The fact that Carousel is a stand-alone app rather than a set of new features within the existing Dropbox apps is a continuation of a strategy that started becoming apparent when the company acquired Mailbox last year: It’s divvying up all the ways that people need to store important stuff into a portfolio of interlocking apps and services. The approach is also reminiscent of what Facebook is doing by creating apps such as Paper and buying WhatsApp.
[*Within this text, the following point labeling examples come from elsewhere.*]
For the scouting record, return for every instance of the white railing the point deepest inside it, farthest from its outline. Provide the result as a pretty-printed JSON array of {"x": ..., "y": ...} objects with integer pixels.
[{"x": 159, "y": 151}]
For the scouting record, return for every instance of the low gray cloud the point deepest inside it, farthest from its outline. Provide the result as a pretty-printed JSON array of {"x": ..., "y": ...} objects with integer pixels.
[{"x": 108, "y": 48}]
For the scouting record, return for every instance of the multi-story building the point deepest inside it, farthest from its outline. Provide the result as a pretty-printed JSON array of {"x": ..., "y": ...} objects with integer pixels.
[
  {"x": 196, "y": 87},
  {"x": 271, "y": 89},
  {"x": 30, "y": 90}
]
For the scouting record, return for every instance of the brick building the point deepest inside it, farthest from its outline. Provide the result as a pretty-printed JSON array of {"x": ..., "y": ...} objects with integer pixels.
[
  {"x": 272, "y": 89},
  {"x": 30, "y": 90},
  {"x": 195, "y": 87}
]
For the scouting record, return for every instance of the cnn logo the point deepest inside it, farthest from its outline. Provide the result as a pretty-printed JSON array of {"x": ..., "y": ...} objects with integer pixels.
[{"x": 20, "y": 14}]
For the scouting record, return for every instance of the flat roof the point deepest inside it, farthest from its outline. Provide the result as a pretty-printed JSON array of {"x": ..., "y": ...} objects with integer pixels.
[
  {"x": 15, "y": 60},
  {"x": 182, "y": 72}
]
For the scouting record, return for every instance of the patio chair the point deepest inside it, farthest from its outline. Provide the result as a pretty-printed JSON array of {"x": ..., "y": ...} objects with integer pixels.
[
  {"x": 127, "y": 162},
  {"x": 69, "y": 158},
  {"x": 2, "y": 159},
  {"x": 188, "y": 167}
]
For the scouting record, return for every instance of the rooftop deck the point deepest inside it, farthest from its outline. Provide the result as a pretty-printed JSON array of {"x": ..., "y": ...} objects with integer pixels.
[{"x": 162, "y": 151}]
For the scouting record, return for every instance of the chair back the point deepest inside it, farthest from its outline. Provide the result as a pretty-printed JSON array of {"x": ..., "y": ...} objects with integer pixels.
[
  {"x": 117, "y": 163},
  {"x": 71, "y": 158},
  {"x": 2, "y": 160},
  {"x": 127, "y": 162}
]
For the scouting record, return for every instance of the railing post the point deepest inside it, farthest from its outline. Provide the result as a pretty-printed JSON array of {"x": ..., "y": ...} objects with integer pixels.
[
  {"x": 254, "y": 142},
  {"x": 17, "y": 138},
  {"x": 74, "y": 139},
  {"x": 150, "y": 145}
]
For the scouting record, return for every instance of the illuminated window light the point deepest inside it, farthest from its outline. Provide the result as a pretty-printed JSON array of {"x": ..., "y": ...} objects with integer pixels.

Visually, at least, Carousel reminds me of Everpix, an innovative photo-sharing service that aimed to store all your photos for life, but which died when the startup behind it ran into money problems last winter. Carousel automatically groups your photos into events and lets you zip through them at a rapid clip, even though they’re stored in the cloud rather than on your device. (As you take additional snapshots with your phone, they get uploaded automatically.)

The sharing features look neat, and are a photo-specific variant of the capabilities that help make Dropbox itself so popular. You can select hundreds of photos (and videos) at a time, then push them out to other Carousel users, who can then save them at full resolution in their own Dropboxes. This will appeal to folks who are already Dropbox addicts, but I bet it’ll also bring the service to new users.

For now, Carousel doesn’t do all that much. That’s also reminiscent of Mailbox, which started out trying to bring a fresh take to the basics of email, and has been gradually adding additional features. Dropbox’s Gentry Underwood, who demoed Carousel onstage at today’s event, told me that the company has a roadmap of additional capabilities it’s working on, and that it’s also working on a version that’s usable on Windows PCs and Macs. (For now, all the photos you store in Carousel will be available from within Dropbox’s apps.)

Carousel is free, and leverages whatever Dropbox storage you have. (The company starts new users off with 2GB, doles out additional space for referrals and offers paid accounts starting at 100GB for $99 a year.) I asked Underwood whether the company had ruled out the idea of making money by targeting users with ads, and though he said that such decisions are made by others at the company, he told me that it’s not part of the plan: “Advertising is not something we’ve approached — at Dropbox, our customer is our user.”

In theory, you’d think that by 2014, some other company would have solved photo storage and sharing. But although there are an infinite number of ways to do it, from Flickr to Facebook, there’s no definitive, market-dominating contender — especially for the images you want to hold onto forever. “It’s a very hard problem to solve,” says Underwood. “There’s a lot of pieces you have to get right to get that simple, delightful experience. The sheer volume of content we’re processing is mind-boggling. It’s more of a challenge than most small teams are up for.”

As with every other photo-storing service, when I think about Carousel, I start to wonder if it’ll be around for decades, as you’d want any repository for your most important memories to be. I make no predictions. But Dropbox is in a better place to offer this sort of service than most other companies. Unlike photo-centric startups such as Everpix, it’s a well-funded, established business that’s in no danger of collapsing. And it makes money by charging users, setting it apart from advertising-dependent companies like Facebook and Google, which tend to see your digital possessions as big data they can mine.

More thoughts once I’ve used Carousel to explore all the photos that are already sitting in my Dropbox. If you try the app, I’d love to know your impressions.